Trabajamos desde muy temprano y hasta pasado el mediodía. Finalmente,
apareció en la sala de la casa un espectáculo hermoso para mis ojos. Con
papeles, cajas y otros objetos, había dado la forma de cerros, y se las ingenió
para acomodar plantitas que, con anticipación, ya había sembrado en pequeñas
macetas. Al centro armó una pequeña casita con techo de paja y acomodó, junto
al pesebre, animales hechos con arcilla, especialmente confeccionados por ella
a lo largo del año. De algún lugar sacó una brocha y un poco de pintura, que
sirvió para manchar desordenadamente los cerros, dándoles sombras y contrastes.
—Dos semanas más y ya es Navidad —dijo la tía algunos días después.
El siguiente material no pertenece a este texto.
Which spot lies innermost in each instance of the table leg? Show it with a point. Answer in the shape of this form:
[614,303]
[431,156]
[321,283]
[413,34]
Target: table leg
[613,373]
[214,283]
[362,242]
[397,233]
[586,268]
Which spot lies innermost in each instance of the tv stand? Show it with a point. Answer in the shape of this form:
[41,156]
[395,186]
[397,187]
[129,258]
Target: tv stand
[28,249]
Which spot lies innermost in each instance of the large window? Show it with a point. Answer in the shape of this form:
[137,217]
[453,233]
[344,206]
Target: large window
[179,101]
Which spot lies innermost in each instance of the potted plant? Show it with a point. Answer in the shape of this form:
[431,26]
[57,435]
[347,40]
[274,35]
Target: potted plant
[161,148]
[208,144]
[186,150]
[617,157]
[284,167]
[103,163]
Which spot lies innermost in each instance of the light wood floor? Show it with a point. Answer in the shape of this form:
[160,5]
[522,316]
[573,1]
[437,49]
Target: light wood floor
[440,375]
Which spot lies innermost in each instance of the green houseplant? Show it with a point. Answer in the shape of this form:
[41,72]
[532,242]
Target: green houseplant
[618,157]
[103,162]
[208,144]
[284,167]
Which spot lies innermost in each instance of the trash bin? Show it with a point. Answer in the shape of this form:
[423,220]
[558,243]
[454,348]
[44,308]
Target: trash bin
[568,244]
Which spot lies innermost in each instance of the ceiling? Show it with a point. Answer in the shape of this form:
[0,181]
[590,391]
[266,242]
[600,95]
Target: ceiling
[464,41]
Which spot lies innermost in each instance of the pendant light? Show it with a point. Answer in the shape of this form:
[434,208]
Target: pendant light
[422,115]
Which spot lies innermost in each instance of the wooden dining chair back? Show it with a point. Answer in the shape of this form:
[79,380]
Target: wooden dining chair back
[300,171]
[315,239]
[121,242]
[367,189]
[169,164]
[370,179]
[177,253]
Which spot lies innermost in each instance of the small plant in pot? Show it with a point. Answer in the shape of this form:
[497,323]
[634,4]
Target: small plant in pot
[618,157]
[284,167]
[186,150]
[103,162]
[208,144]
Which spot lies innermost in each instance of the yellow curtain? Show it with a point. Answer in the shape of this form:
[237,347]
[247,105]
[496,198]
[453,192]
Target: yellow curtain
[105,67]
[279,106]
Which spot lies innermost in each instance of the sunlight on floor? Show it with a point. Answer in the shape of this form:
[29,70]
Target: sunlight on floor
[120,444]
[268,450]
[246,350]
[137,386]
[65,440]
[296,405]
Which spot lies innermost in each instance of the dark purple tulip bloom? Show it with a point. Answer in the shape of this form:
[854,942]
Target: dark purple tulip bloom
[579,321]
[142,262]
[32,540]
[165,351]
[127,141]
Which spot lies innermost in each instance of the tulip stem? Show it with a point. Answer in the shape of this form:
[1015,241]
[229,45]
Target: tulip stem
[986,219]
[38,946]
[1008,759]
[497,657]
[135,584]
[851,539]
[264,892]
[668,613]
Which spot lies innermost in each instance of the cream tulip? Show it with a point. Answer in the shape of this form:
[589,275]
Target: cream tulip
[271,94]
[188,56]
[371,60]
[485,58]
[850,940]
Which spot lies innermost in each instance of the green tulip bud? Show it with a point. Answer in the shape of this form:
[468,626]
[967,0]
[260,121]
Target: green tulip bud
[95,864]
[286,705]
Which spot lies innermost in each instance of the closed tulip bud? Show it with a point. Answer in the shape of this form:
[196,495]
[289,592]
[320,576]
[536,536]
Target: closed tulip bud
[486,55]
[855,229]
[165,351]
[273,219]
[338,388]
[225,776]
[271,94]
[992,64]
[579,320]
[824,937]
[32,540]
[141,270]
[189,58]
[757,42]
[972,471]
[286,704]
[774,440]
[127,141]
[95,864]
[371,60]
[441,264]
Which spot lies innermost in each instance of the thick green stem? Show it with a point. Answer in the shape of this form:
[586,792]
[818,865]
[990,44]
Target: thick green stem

—¿A los niños malos les dan regalos en Navidad? —me animé a preguntar, sin
encontrar respuesta.
En esos días, la
sola idea de tener un regalo especial me bastaba para sentir que la vida podía
cambiar, aunque fuera un poquito.
La Navidad llegó y los regalos para todos también. Mis primos encontraron,
al pie del nacimiento, un juguete para cada uno. Oswaldo recibió una camiseta
roja con la marca de un detergente; Miguelito, un par de zapatos que, aun
estando bien lustrados, dejaban ver que ya habían trajinado buenos trancos. Un
paquete con mi nombre me lo alcanzó la tía, y lo abracé fuertemente. No quería
abrirlo: era el regalo que imaginé sería especial.
Nunca habíamos recibido un regalo en Navidad, o por lo menos no lo
recordaba. Todos gritaban pidiendo que lo abriese. No quería hacerlo; era mi
regalo y prefería tenerlo así. José se acercó disimuladamente y, en un abrir y
cerrar de ojos, me lo arrancó de las manos y lo abrió.
—Ese pantalón viejo es de Raúl —dijo mi primo, luego de hurgar mi regalo.
La tía dio un fuerte grito de una sola palabra:
—¡Joseéé!
E hizo que todos se dispersaran en distintas direcciones, quedándome solo,
parado frente a la tía y al nacimiento.
Lloré, lloré
mucho y muy amargamente durante todo el día. Hubiera querido que mi regalo
nunca se abriera. Hubiera querido guardar ese recuerdo intacto, como si al no
abrirlo pudiera seguir soñando. Pero muy pronto, como por encanto, desapareció
el dulce deseo de tener un regalo.
Me sentía herido. Nadie pareció darse cuenta.